一つは国を影から支え秩序を守る、紅蓮を育てた秘密組織。
もう一つは罪人や反乱組織を裁き取り締まり、国を護る警護組織。
方や汚名を被って国を護り、方や名誉を得て国を護る。
その二つの組織は手段も目的も全く変わらないはずであるのに、法を犯す側と守る側で大きく隔たっている。

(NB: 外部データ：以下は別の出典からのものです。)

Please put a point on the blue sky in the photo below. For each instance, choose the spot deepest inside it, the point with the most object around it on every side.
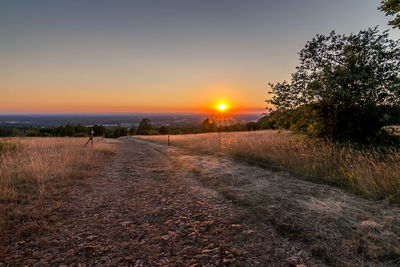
(89, 56)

二つの組織の間に存在する大きな隔たりをものともせずひらひらと行き来する蝶が一匹。

揚羽はとある城の中の部屋の一角にいた。
「おはようさん。今日は一緒の仕事の日やね、『青蘭(セイラン)』」
揚羽は部屋の中央で黙々と食事をする少女に話しかける。
しかし、少女は何も返事をしない。
「なんちゅったっけ?今日の仕事相手。戦を意図的に起こさせた……ああ!『乱時』…やっけ?」
揚羽は何も気にせずに一人で仕事についてぺらぺらと話し続ける。
少女は揚羽などまるで存在しないように、もしくは見えていないように振る舞う。
食事を終えると、長い白金の髪を青色の髪留めで高く結う。
刀を腰に差し、『仕事』の準備が整うと背筋を伸ばして立ち上がった。
揚羽は唇の端を上げる。

「ほな、行きまひょか」

ひらひらと飛ぶ黒い蝶はまるで蝙蝠のよう。
悪にも善にも傾いて、崩れる前にひらひら逃げる。
ただ彼が気付いていないのは、大きく凶暴な獣の前では蝶だろうが蝙蝠だろうが何も変わらないということ。